Temos passado por um processo largo de crise. Uma crise de identidade que se impõe a nós cotidianamente. Ela nos questiona o tempo todo, quer saber quem somos, para onde iremos e por que estamos onde estamos. Ela quer respostas ansiosas e apressadas. A crise não sabe esperar, está sempre com fome do agora, do hoje, deste exato minuto. Se apressado come cru, a crise morre de fome. Não há paciência no caos. Se reparar bem, os nossos processos de tranquilidade e calmaria só surgem depois de encontrada [a resposta], que não pode ser confundida com [a saída]. Questionar dói, dá trabalho, cria conflito e, além de tudo, não traz garantia de resposta, por esse motivo a saída não se confunde com a resposta. A saída põe fim; a resposta, novo caminho.

Chegou-se o momento de viver o não lugar. Vivo como se não existisse referência ou forma no Ser. Por isso, pareço me deslocar para o desconhecido. Lá, onde o coração procura o mais próximo que dele possa estar, mas parece perder-se no encontro. Lá, onde a janela aberta não aceita os ventos frios que assopram para o lado de dentro.
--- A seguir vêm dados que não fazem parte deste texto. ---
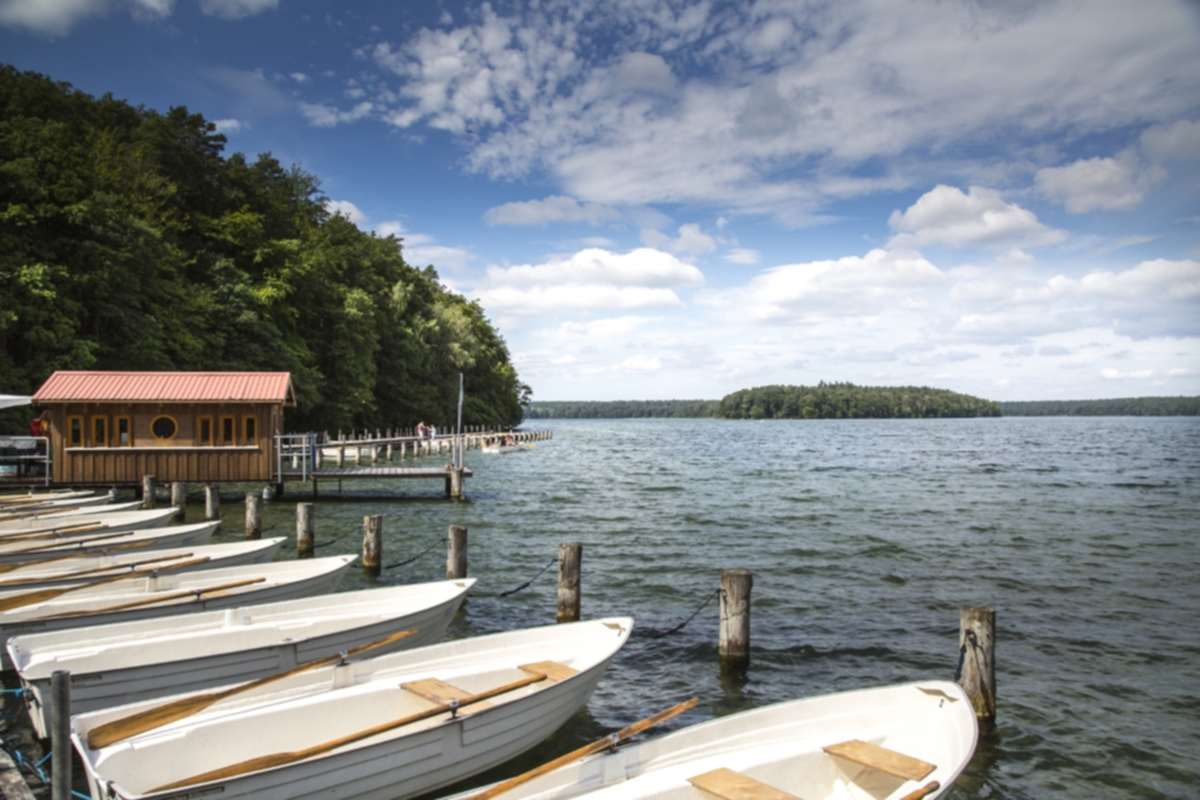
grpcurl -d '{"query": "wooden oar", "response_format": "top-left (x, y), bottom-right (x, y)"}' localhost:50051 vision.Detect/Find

Daqui para frente, sinto que não há nada em que possa me abrigar. Abrigo é forma, Ser é não forma. Se não sei a que forma pertenço, não me conheço. De fato, já não sou capaz de me conhecer, nem mesmo quero, como antes queria. Quando penso que me conheço, conheço a forma que me tornei, e nessa forma já não me reconheço. Pareço ser o que resta do que uma vez achei que fosse, mas sobre isso já não tenho certeza. Por não ser forma, não sou definido e, portanto, não sou. Apenas sinto e, por sentir, pressinto já não ser o mesmo.

Abril, 2017.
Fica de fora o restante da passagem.